Nel complesso, la ricerca conclude che la tavolozza era piuttosto semplice ma molto coerente con la tradizione egizia: calcite e forse huntite per i bianchi, ocra rossa, terra verde, nero carbone e blu egizio. La parte più sorprendente è il blu egizio nascosto sotto alcune zone scure, perché la sua identificazione ha contribuito anche all’autenticazione del reperto.

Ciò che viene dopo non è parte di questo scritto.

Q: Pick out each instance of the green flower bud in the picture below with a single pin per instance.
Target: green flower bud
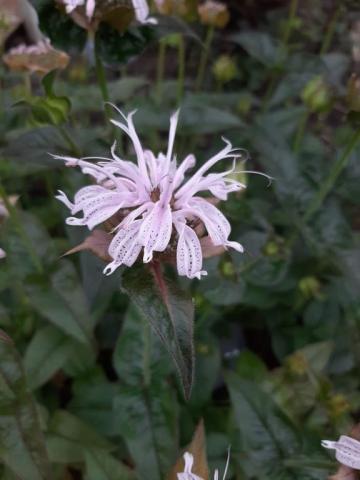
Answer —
(224, 69)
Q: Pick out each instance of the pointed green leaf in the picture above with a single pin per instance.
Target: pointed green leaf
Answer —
(22, 448)
(170, 312)
(147, 421)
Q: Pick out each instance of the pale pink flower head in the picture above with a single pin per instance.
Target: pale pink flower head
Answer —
(347, 451)
(154, 207)
(71, 5)
(188, 474)
(141, 9)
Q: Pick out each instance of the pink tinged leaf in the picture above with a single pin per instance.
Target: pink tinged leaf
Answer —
(124, 248)
(189, 254)
(155, 231)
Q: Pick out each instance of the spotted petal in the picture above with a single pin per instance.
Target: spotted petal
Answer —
(189, 254)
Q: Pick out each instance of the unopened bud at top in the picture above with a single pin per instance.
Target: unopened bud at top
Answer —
(214, 14)
(182, 8)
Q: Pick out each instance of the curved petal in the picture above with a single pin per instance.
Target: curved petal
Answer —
(155, 231)
(188, 254)
(124, 248)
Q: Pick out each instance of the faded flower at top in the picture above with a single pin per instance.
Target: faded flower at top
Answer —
(41, 58)
(188, 474)
(214, 14)
(152, 206)
(88, 14)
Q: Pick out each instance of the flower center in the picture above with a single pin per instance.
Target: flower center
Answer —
(155, 195)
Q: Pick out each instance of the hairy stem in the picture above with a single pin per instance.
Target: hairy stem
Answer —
(160, 70)
(181, 69)
(204, 58)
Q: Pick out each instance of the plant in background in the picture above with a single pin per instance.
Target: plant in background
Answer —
(40, 58)
(89, 13)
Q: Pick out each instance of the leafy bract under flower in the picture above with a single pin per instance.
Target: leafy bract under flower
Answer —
(155, 207)
(188, 474)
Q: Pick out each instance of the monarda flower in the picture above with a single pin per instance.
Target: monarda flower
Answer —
(40, 58)
(188, 474)
(90, 8)
(347, 451)
(152, 206)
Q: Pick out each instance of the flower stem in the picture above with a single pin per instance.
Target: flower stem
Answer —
(160, 70)
(14, 217)
(330, 181)
(289, 23)
(204, 58)
(181, 69)
(281, 50)
(72, 145)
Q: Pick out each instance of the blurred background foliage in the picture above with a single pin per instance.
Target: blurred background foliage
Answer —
(277, 330)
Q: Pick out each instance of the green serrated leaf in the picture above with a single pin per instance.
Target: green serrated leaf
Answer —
(268, 436)
(170, 312)
(47, 352)
(147, 420)
(22, 447)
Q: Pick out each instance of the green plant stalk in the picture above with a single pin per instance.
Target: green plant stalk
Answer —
(283, 45)
(101, 77)
(14, 217)
(160, 70)
(104, 90)
(330, 181)
(289, 25)
(300, 131)
(67, 137)
(323, 49)
(204, 58)
(330, 31)
(181, 70)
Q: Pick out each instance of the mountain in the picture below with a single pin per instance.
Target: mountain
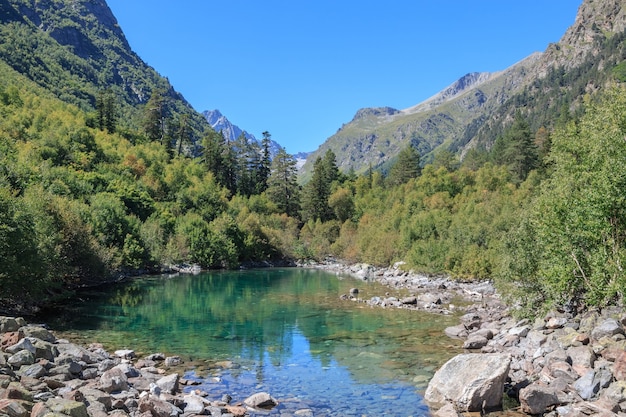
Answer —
(77, 50)
(231, 132)
(478, 107)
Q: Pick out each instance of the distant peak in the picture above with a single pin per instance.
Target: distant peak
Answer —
(375, 111)
(463, 84)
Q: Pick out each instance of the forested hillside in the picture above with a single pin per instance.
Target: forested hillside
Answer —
(94, 186)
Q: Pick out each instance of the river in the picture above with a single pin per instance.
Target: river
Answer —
(281, 330)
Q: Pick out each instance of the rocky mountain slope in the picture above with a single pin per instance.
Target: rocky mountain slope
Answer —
(77, 50)
(476, 108)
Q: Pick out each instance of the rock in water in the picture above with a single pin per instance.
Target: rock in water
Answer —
(472, 382)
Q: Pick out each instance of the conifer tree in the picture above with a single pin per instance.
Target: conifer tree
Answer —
(282, 184)
(407, 166)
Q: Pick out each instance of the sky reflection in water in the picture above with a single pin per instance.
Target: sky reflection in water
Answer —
(286, 331)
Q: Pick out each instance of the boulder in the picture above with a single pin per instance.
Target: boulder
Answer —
(260, 400)
(23, 357)
(38, 332)
(113, 380)
(12, 408)
(11, 324)
(475, 341)
(67, 407)
(537, 398)
(607, 328)
(168, 383)
(471, 382)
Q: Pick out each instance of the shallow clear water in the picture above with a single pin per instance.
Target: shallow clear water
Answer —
(284, 331)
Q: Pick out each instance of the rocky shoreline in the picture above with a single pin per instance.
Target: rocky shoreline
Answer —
(42, 376)
(559, 365)
(563, 364)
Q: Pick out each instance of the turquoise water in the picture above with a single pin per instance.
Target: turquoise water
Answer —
(284, 331)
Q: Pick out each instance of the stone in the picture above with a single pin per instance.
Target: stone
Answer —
(194, 404)
(582, 359)
(158, 408)
(113, 380)
(22, 344)
(125, 353)
(33, 371)
(172, 361)
(556, 322)
(475, 341)
(23, 357)
(608, 327)
(39, 410)
(67, 407)
(38, 332)
(456, 332)
(168, 383)
(261, 400)
(11, 324)
(587, 385)
(520, 331)
(537, 398)
(619, 368)
(12, 408)
(472, 382)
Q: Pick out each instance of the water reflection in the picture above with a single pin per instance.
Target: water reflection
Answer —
(276, 322)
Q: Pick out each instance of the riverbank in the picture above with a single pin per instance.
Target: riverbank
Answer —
(563, 364)
(41, 375)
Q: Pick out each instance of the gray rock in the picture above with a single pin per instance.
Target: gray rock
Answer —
(23, 344)
(261, 400)
(38, 332)
(447, 410)
(125, 353)
(21, 358)
(475, 341)
(587, 385)
(608, 328)
(11, 324)
(67, 407)
(172, 361)
(113, 380)
(520, 331)
(456, 332)
(12, 408)
(33, 371)
(537, 398)
(582, 358)
(168, 383)
(470, 381)
(194, 404)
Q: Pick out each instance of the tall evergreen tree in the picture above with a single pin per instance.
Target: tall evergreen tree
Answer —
(265, 165)
(154, 117)
(282, 184)
(407, 166)
(316, 192)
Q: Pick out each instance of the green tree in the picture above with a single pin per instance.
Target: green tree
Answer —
(283, 187)
(407, 166)
(154, 117)
(316, 192)
(572, 245)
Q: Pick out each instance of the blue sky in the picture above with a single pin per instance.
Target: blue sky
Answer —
(301, 68)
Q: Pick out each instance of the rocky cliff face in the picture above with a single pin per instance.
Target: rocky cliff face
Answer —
(478, 106)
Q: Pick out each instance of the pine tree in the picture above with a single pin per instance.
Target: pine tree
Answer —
(407, 166)
(316, 192)
(282, 184)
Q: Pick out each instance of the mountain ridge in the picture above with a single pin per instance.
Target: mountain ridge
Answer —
(477, 107)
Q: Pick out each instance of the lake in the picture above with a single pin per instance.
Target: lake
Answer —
(284, 331)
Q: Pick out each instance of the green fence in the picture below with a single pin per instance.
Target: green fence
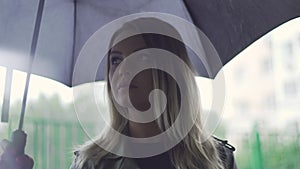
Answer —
(51, 142)
(269, 151)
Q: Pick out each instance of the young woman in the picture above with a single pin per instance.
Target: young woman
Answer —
(193, 149)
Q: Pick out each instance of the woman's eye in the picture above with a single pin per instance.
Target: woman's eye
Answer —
(116, 60)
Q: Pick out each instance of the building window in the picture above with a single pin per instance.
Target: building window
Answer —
(270, 102)
(267, 65)
(290, 88)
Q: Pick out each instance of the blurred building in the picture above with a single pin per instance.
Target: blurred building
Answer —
(263, 82)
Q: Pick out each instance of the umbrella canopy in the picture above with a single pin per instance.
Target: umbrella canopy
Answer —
(231, 25)
(56, 40)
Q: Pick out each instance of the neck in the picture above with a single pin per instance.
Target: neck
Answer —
(143, 130)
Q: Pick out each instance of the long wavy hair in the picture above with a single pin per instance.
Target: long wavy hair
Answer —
(193, 151)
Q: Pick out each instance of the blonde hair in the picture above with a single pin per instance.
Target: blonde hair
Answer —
(193, 151)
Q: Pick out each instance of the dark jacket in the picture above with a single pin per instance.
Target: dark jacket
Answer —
(112, 161)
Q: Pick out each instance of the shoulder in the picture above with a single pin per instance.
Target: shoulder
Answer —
(108, 161)
(226, 151)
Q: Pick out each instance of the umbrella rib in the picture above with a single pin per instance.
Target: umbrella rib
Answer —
(74, 40)
(32, 55)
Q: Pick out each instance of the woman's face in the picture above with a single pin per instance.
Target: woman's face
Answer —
(140, 86)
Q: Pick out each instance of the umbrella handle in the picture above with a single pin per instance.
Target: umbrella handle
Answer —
(18, 141)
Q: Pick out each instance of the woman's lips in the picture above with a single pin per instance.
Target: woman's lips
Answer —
(126, 86)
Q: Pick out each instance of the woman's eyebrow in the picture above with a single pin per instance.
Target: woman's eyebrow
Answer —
(116, 52)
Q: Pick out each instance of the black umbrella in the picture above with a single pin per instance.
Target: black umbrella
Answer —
(60, 28)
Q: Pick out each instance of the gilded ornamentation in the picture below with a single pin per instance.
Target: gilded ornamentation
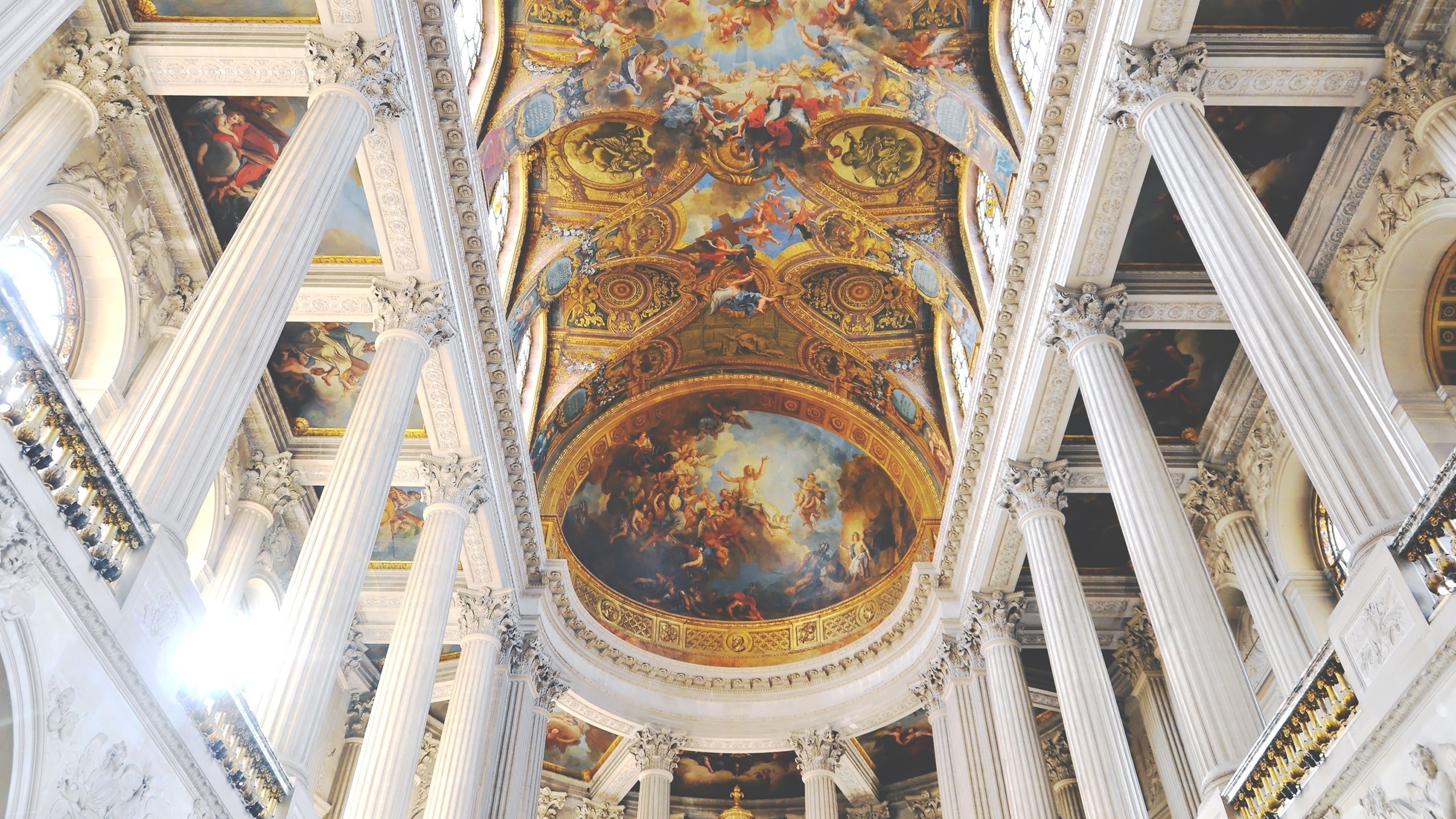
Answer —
(363, 65)
(817, 750)
(1033, 486)
(415, 307)
(1147, 75)
(100, 69)
(657, 750)
(453, 480)
(1410, 86)
(1085, 312)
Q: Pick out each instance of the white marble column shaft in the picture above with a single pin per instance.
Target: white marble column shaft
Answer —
(25, 25)
(458, 783)
(1138, 655)
(1205, 669)
(382, 784)
(1218, 498)
(329, 574)
(270, 484)
(1028, 796)
(1342, 429)
(1091, 721)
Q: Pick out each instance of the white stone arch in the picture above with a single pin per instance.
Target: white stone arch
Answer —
(22, 701)
(110, 334)
(1395, 327)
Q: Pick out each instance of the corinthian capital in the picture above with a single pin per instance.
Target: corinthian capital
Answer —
(1138, 651)
(1059, 758)
(1145, 75)
(415, 307)
(482, 613)
(100, 69)
(1215, 493)
(271, 481)
(1410, 86)
(1085, 312)
(1036, 484)
(817, 750)
(996, 615)
(657, 750)
(362, 65)
(453, 480)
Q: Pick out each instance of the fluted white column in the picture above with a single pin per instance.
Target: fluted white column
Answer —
(1028, 795)
(172, 437)
(1218, 498)
(656, 751)
(1064, 776)
(953, 693)
(514, 787)
(817, 754)
(1033, 493)
(354, 727)
(1205, 669)
(1138, 655)
(458, 781)
(453, 490)
(270, 484)
(1416, 94)
(326, 581)
(25, 25)
(1342, 431)
(92, 84)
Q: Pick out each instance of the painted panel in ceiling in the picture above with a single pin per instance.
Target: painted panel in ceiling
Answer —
(1177, 374)
(900, 751)
(318, 371)
(576, 747)
(1276, 149)
(760, 776)
(232, 144)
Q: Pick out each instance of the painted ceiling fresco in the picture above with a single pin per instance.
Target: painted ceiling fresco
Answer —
(576, 747)
(1277, 149)
(900, 751)
(760, 776)
(1177, 374)
(1353, 15)
(232, 144)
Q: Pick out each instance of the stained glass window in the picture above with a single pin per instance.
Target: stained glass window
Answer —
(1334, 554)
(43, 270)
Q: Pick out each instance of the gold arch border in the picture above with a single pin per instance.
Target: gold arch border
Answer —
(743, 643)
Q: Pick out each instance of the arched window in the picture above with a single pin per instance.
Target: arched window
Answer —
(38, 261)
(1334, 554)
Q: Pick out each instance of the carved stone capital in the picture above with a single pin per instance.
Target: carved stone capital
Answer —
(362, 65)
(1145, 75)
(817, 750)
(357, 719)
(1059, 758)
(657, 750)
(101, 71)
(482, 613)
(1085, 312)
(271, 481)
(998, 615)
(1215, 493)
(1410, 85)
(1138, 651)
(1036, 484)
(453, 480)
(415, 307)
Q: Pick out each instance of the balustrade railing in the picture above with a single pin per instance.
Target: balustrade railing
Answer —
(56, 436)
(1428, 540)
(1295, 744)
(233, 738)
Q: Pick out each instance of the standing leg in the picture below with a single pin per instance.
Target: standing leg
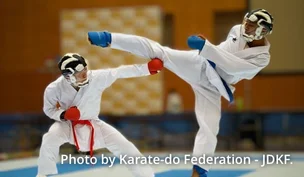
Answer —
(208, 116)
(116, 143)
(49, 151)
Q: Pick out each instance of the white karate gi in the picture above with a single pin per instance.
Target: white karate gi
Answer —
(87, 99)
(233, 64)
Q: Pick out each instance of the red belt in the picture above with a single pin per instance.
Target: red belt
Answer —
(84, 122)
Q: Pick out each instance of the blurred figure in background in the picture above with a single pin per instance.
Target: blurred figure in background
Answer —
(210, 70)
(78, 92)
(174, 102)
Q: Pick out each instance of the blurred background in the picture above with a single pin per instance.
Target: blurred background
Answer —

L’Importanza del Metodo Multi-Analitico
La ricerca sul sarcofago del Periodo Tardo mostra molto bene quanto oggi lo studio dei colori egizi stia cambiando grazie alle moderne analisi archeometriche. Fino a pochi anni fa molte superfici dipinte venivano classificate in modo piuttosto generico, mentre oggi strumenti come Raman, SEM-EDXS, ATR-FTIR e VIL riescono a distinguere pigmenti sovrapposti, alterazioni superficiali e perfino materiali nascosti sotto altri colori. Uno degli aspetti più interessanti dello studio riguarda proprio questo dialogo continuo tra osservazione visiva e analisi scientifica. Alcuni pigmenti che a occhio sembravano semplicemente neri o verdi hanno rivelato composizioni molto più articolate, mostrando quanto la pittura egizia fosse costruita attraverso stratificazioni e materiali minerali complessi.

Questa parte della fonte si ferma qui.